Qingdao Dancing Robots Break World Record

The Qingdao Beer Festival likes to boast that it is the largest beer festival in Asia, and to cement its place in history the festival organized a robotic world record over the July 30-31 weekend. The World Record for Robots Dancing Simultaneously is now 1007, broken by an army of robots each named QRC-2. There were 1040 robots set up to perform the sixty second dance but some did not move or toppled over so they did not count in the final total.

Qingdao tech firm Ever Win Company & Ltd built the robotic dance party and now hold the World Record. The display was done for publicity and to advertise Ever Win’s encryption technology that they say will reduce radio frequency interference from Bluetooth or wireless devices. One smart phone is said to have commanded all of the robots to dance in unison, but there aren’t reports on whether the smart phone’s signal range was boosted or if each robot spoke to adjacent robots.




















Some internet comments say that this is only as technical as one remote turning on 1,000 television sets, or a short leap from a world record attempt at setting up and knocking down a long domino train. There’s definitely a lot of planning, set up, logistics, and hard work that goes into a project this big, especially one with such a public focus. The dedication to the project, craftsmanship, and perseverance to set up 1040 robots is mind boggling and this is just as involved as a technician setting up a validation test or photonics companies finding a new way to beam particles from one point to another. Several other robots were on display at the festival - art robots, guide robots, robots that served ice cream, robots to solve Rubik's Cubes, and most importantly robots to open beers. 

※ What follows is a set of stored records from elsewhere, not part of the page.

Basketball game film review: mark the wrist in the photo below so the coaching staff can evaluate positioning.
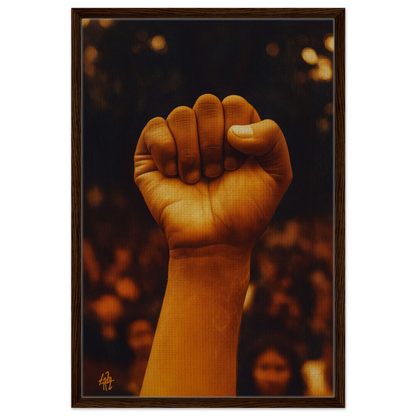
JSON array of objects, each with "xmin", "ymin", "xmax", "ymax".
[
  {"xmin": 169, "ymin": 243, "xmax": 252, "ymax": 258},
  {"xmin": 167, "ymin": 245, "xmax": 250, "ymax": 353},
  {"xmin": 169, "ymin": 243, "xmax": 251, "ymax": 282}
]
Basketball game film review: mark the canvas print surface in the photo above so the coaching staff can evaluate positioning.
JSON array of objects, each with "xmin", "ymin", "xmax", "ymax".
[{"xmin": 81, "ymin": 18, "xmax": 335, "ymax": 398}]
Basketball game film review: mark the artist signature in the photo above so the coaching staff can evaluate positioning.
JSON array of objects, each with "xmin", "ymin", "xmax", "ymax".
[{"xmin": 98, "ymin": 371, "xmax": 115, "ymax": 391}]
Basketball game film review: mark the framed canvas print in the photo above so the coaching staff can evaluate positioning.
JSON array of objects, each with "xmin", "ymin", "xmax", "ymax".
[{"xmin": 72, "ymin": 8, "xmax": 345, "ymax": 407}]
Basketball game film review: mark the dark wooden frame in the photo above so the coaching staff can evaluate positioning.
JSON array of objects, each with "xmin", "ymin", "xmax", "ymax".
[{"xmin": 72, "ymin": 8, "xmax": 345, "ymax": 408}]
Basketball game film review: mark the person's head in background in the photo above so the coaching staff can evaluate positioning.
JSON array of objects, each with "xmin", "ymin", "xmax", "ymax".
[
  {"xmin": 126, "ymin": 318, "xmax": 155, "ymax": 358},
  {"xmin": 238, "ymin": 334, "xmax": 305, "ymax": 396}
]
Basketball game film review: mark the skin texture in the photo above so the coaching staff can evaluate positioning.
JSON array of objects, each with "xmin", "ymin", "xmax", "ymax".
[
  {"xmin": 252, "ymin": 348, "xmax": 293, "ymax": 396},
  {"xmin": 134, "ymin": 94, "xmax": 293, "ymax": 397},
  {"xmin": 134, "ymin": 94, "xmax": 292, "ymax": 252}
]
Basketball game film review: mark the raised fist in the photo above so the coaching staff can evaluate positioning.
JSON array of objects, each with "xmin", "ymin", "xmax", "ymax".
[{"xmin": 134, "ymin": 94, "xmax": 292, "ymax": 252}]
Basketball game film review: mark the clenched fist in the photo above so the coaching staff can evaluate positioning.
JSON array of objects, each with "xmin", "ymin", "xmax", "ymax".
[{"xmin": 134, "ymin": 94, "xmax": 292, "ymax": 252}]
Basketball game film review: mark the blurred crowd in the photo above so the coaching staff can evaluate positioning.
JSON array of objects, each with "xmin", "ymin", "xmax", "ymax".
[{"xmin": 82, "ymin": 185, "xmax": 334, "ymax": 397}]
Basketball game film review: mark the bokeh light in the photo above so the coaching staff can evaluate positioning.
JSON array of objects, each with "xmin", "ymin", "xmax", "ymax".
[
  {"xmin": 266, "ymin": 42, "xmax": 280, "ymax": 57},
  {"xmin": 83, "ymin": 45, "xmax": 98, "ymax": 77},
  {"xmin": 317, "ymin": 118, "xmax": 330, "ymax": 133},
  {"xmin": 324, "ymin": 102, "xmax": 333, "ymax": 115},
  {"xmin": 324, "ymin": 34, "xmax": 334, "ymax": 52},
  {"xmin": 86, "ymin": 185, "xmax": 103, "ymax": 207},
  {"xmin": 99, "ymin": 19, "xmax": 114, "ymax": 29},
  {"xmin": 309, "ymin": 56, "xmax": 333, "ymax": 82},
  {"xmin": 301, "ymin": 47, "xmax": 318, "ymax": 65},
  {"xmin": 115, "ymin": 277, "xmax": 140, "ymax": 302},
  {"xmin": 82, "ymin": 19, "xmax": 90, "ymax": 28},
  {"xmin": 150, "ymin": 35, "xmax": 167, "ymax": 53},
  {"xmin": 92, "ymin": 294, "xmax": 123, "ymax": 323}
]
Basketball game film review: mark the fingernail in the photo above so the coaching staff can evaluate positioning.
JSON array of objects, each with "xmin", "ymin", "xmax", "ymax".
[
  {"xmin": 186, "ymin": 169, "xmax": 200, "ymax": 184},
  {"xmin": 224, "ymin": 156, "xmax": 239, "ymax": 171},
  {"xmin": 204, "ymin": 163, "xmax": 222, "ymax": 178},
  {"xmin": 231, "ymin": 125, "xmax": 253, "ymax": 138},
  {"xmin": 165, "ymin": 160, "xmax": 177, "ymax": 176}
]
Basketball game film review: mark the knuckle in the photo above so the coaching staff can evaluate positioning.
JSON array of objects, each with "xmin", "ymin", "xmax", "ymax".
[
  {"xmin": 222, "ymin": 94, "xmax": 245, "ymax": 104},
  {"xmin": 147, "ymin": 138, "xmax": 175, "ymax": 155},
  {"xmin": 222, "ymin": 95, "xmax": 247, "ymax": 108},
  {"xmin": 144, "ymin": 117, "xmax": 167, "ymax": 140},
  {"xmin": 179, "ymin": 152, "xmax": 199, "ymax": 164},
  {"xmin": 222, "ymin": 95, "xmax": 252, "ymax": 119},
  {"xmin": 264, "ymin": 118, "xmax": 279, "ymax": 129},
  {"xmin": 194, "ymin": 94, "xmax": 222, "ymax": 117},
  {"xmin": 195, "ymin": 93, "xmax": 220, "ymax": 104},
  {"xmin": 144, "ymin": 121, "xmax": 175, "ymax": 155},
  {"xmin": 167, "ymin": 106, "xmax": 195, "ymax": 128},
  {"xmin": 146, "ymin": 116, "xmax": 166, "ymax": 129},
  {"xmin": 200, "ymin": 144, "xmax": 222, "ymax": 152}
]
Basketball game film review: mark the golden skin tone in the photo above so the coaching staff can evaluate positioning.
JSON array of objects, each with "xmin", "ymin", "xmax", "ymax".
[
  {"xmin": 252, "ymin": 348, "xmax": 293, "ymax": 396},
  {"xmin": 134, "ymin": 94, "xmax": 292, "ymax": 397}
]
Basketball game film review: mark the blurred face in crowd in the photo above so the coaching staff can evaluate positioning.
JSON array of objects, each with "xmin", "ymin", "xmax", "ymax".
[
  {"xmin": 127, "ymin": 319, "xmax": 154, "ymax": 357},
  {"xmin": 252, "ymin": 348, "xmax": 293, "ymax": 396}
]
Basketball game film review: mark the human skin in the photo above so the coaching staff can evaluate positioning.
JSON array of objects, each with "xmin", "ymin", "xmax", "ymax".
[
  {"xmin": 252, "ymin": 348, "xmax": 293, "ymax": 396},
  {"xmin": 134, "ymin": 94, "xmax": 292, "ymax": 396}
]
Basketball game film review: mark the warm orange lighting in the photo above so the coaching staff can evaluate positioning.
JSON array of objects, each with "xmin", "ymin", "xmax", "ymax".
[
  {"xmin": 317, "ymin": 118, "xmax": 330, "ymax": 132},
  {"xmin": 83, "ymin": 238, "xmax": 101, "ymax": 284},
  {"xmin": 84, "ymin": 46, "xmax": 98, "ymax": 64},
  {"xmin": 266, "ymin": 42, "xmax": 280, "ymax": 57},
  {"xmin": 92, "ymin": 295, "xmax": 123, "ymax": 323},
  {"xmin": 82, "ymin": 19, "xmax": 90, "ymax": 28},
  {"xmin": 86, "ymin": 186, "xmax": 103, "ymax": 207},
  {"xmin": 99, "ymin": 19, "xmax": 114, "ymax": 28},
  {"xmin": 127, "ymin": 319, "xmax": 154, "ymax": 355},
  {"xmin": 115, "ymin": 277, "xmax": 140, "ymax": 301},
  {"xmin": 150, "ymin": 35, "xmax": 167, "ymax": 52},
  {"xmin": 101, "ymin": 324, "xmax": 118, "ymax": 341},
  {"xmin": 83, "ymin": 46, "xmax": 98, "ymax": 77},
  {"xmin": 324, "ymin": 102, "xmax": 333, "ymax": 115},
  {"xmin": 317, "ymin": 55, "xmax": 333, "ymax": 81},
  {"xmin": 84, "ymin": 64, "xmax": 96, "ymax": 77},
  {"xmin": 115, "ymin": 248, "xmax": 132, "ymax": 270},
  {"xmin": 324, "ymin": 34, "xmax": 334, "ymax": 52},
  {"xmin": 310, "ymin": 56, "xmax": 333, "ymax": 82},
  {"xmin": 302, "ymin": 47, "xmax": 318, "ymax": 65}
]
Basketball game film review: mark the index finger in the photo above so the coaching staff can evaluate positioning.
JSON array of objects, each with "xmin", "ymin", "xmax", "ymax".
[
  {"xmin": 222, "ymin": 95, "xmax": 256, "ymax": 171},
  {"xmin": 134, "ymin": 117, "xmax": 178, "ymax": 181}
]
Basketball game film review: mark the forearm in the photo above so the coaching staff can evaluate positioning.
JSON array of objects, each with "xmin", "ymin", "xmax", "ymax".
[{"xmin": 140, "ymin": 244, "xmax": 251, "ymax": 397}]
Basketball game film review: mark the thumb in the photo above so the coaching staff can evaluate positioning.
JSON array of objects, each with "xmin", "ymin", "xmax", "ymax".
[{"xmin": 227, "ymin": 119, "xmax": 293, "ymax": 187}]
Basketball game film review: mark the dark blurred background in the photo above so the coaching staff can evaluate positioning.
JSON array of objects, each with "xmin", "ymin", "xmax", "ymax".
[{"xmin": 81, "ymin": 18, "xmax": 334, "ymax": 397}]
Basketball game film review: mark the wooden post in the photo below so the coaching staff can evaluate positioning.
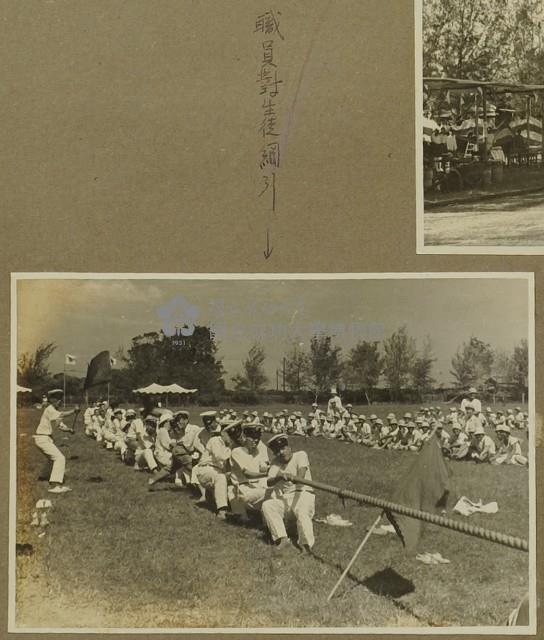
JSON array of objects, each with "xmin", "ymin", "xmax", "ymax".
[
  {"xmin": 474, "ymin": 90, "xmax": 479, "ymax": 156},
  {"xmin": 482, "ymin": 86, "xmax": 488, "ymax": 162},
  {"xmin": 527, "ymin": 95, "xmax": 531, "ymax": 163},
  {"xmin": 327, "ymin": 513, "xmax": 383, "ymax": 601}
]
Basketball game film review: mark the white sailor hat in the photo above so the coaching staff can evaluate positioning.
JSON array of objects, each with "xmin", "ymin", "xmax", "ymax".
[
  {"xmin": 125, "ymin": 409, "xmax": 136, "ymax": 418},
  {"xmin": 468, "ymin": 387, "xmax": 478, "ymax": 394},
  {"xmin": 370, "ymin": 414, "xmax": 378, "ymax": 420},
  {"xmin": 200, "ymin": 410, "xmax": 217, "ymax": 419},
  {"xmin": 47, "ymin": 388, "xmax": 64, "ymax": 398},
  {"xmin": 242, "ymin": 422, "xmax": 262, "ymax": 439},
  {"xmin": 158, "ymin": 412, "xmax": 174, "ymax": 426},
  {"xmin": 222, "ymin": 419, "xmax": 243, "ymax": 434},
  {"xmin": 474, "ymin": 424, "xmax": 485, "ymax": 435},
  {"xmin": 267, "ymin": 433, "xmax": 289, "ymax": 451},
  {"xmin": 173, "ymin": 410, "xmax": 190, "ymax": 420}
]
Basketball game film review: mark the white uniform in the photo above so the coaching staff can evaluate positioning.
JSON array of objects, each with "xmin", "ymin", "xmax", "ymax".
[
  {"xmin": 262, "ymin": 451, "xmax": 315, "ymax": 549},
  {"xmin": 492, "ymin": 436, "xmax": 527, "ymax": 466},
  {"xmin": 194, "ymin": 436, "xmax": 231, "ymax": 510},
  {"xmin": 154, "ymin": 426, "xmax": 175, "ymax": 469},
  {"xmin": 126, "ymin": 419, "xmax": 158, "ymax": 471},
  {"xmin": 230, "ymin": 441, "xmax": 270, "ymax": 516},
  {"xmin": 327, "ymin": 395, "xmax": 343, "ymax": 418},
  {"xmin": 472, "ymin": 435, "xmax": 496, "ymax": 462},
  {"xmin": 33, "ymin": 404, "xmax": 65, "ymax": 484},
  {"xmin": 461, "ymin": 398, "xmax": 482, "ymax": 414}
]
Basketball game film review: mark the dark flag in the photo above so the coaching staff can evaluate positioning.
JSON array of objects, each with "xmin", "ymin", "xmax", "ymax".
[
  {"xmin": 83, "ymin": 351, "xmax": 112, "ymax": 390},
  {"xmin": 385, "ymin": 434, "xmax": 451, "ymax": 553}
]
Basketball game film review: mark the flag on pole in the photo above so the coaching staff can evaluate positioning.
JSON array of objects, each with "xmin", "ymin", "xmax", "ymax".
[
  {"xmin": 385, "ymin": 434, "xmax": 451, "ymax": 553},
  {"xmin": 65, "ymin": 354, "xmax": 77, "ymax": 365},
  {"xmin": 83, "ymin": 351, "xmax": 112, "ymax": 390}
]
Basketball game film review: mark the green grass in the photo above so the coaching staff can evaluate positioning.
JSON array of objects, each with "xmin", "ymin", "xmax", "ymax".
[{"xmin": 14, "ymin": 404, "xmax": 530, "ymax": 629}]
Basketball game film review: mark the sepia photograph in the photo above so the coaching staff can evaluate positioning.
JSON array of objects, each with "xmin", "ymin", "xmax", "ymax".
[
  {"xmin": 417, "ymin": 0, "xmax": 544, "ymax": 253},
  {"xmin": 10, "ymin": 273, "xmax": 535, "ymax": 633}
]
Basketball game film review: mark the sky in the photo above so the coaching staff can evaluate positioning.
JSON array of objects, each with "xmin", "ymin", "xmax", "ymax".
[{"xmin": 16, "ymin": 276, "xmax": 530, "ymax": 388}]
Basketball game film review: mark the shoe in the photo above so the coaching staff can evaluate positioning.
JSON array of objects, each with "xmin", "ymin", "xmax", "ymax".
[
  {"xmin": 430, "ymin": 552, "xmax": 451, "ymax": 564},
  {"xmin": 298, "ymin": 543, "xmax": 313, "ymax": 555},
  {"xmin": 39, "ymin": 513, "xmax": 50, "ymax": 526},
  {"xmin": 216, "ymin": 510, "xmax": 228, "ymax": 520},
  {"xmin": 48, "ymin": 485, "xmax": 72, "ymax": 494},
  {"xmin": 274, "ymin": 537, "xmax": 294, "ymax": 551},
  {"xmin": 416, "ymin": 553, "xmax": 434, "ymax": 565},
  {"xmin": 30, "ymin": 512, "xmax": 39, "ymax": 527}
]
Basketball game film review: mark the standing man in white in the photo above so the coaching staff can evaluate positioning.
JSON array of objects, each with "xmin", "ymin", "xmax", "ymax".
[
  {"xmin": 33, "ymin": 389, "xmax": 79, "ymax": 494},
  {"xmin": 460, "ymin": 387, "xmax": 482, "ymax": 415}
]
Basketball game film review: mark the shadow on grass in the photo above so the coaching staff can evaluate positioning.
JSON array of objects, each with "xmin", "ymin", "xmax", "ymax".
[
  {"xmin": 311, "ymin": 550, "xmax": 424, "ymax": 621},
  {"xmin": 363, "ymin": 567, "xmax": 415, "ymax": 598}
]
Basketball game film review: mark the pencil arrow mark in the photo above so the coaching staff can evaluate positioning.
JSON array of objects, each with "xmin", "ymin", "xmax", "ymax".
[{"xmin": 264, "ymin": 229, "xmax": 274, "ymax": 259}]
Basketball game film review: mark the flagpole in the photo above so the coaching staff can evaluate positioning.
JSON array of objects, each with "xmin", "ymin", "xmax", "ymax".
[
  {"xmin": 63, "ymin": 363, "xmax": 66, "ymax": 408},
  {"xmin": 326, "ymin": 512, "xmax": 383, "ymax": 602},
  {"xmin": 107, "ymin": 382, "xmax": 110, "ymax": 405}
]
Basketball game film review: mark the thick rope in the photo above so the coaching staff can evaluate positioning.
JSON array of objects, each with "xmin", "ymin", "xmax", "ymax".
[{"xmin": 284, "ymin": 474, "xmax": 529, "ymax": 553}]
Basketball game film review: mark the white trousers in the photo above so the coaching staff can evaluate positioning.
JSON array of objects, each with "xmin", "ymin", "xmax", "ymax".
[
  {"xmin": 262, "ymin": 491, "xmax": 315, "ymax": 548},
  {"xmin": 134, "ymin": 448, "xmax": 158, "ymax": 471},
  {"xmin": 194, "ymin": 466, "xmax": 228, "ymax": 509},
  {"xmin": 33, "ymin": 435, "xmax": 65, "ymax": 484},
  {"xmin": 230, "ymin": 484, "xmax": 267, "ymax": 517}
]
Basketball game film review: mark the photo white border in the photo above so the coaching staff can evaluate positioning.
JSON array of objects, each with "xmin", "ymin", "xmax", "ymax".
[
  {"xmin": 414, "ymin": 0, "xmax": 544, "ymax": 255},
  {"xmin": 9, "ymin": 271, "xmax": 537, "ymax": 635}
]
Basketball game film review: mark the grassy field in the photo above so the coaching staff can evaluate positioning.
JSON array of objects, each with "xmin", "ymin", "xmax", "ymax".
[{"xmin": 14, "ymin": 403, "xmax": 530, "ymax": 630}]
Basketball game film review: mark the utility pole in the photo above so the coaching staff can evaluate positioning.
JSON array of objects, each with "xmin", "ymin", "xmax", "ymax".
[{"xmin": 282, "ymin": 357, "xmax": 286, "ymax": 393}]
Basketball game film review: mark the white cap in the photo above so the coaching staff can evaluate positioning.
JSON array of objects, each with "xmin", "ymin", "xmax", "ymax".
[{"xmin": 495, "ymin": 424, "xmax": 511, "ymax": 434}]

Oddly enough this almost doubled the previous record of ‘Most Robots Dancing Simultaneously’ that was set in April by 540 robots dancing at the CCTV Spring Festival in Shenzhen, China. Twenty four staffers from UBTECH Robotics set up 540 of their 1.5 kilogram, 398 millimeter tall Alpha 1S robots to perform as back up dancers at the festival. These records might appeal to the maker in us more than the hardcore analytical engineer, but it’s hard to reject the amazing visuals of robots dancing in unison. I’m hoping that within the next year we’ll get to see another robotic army dance in pursuit of another world record.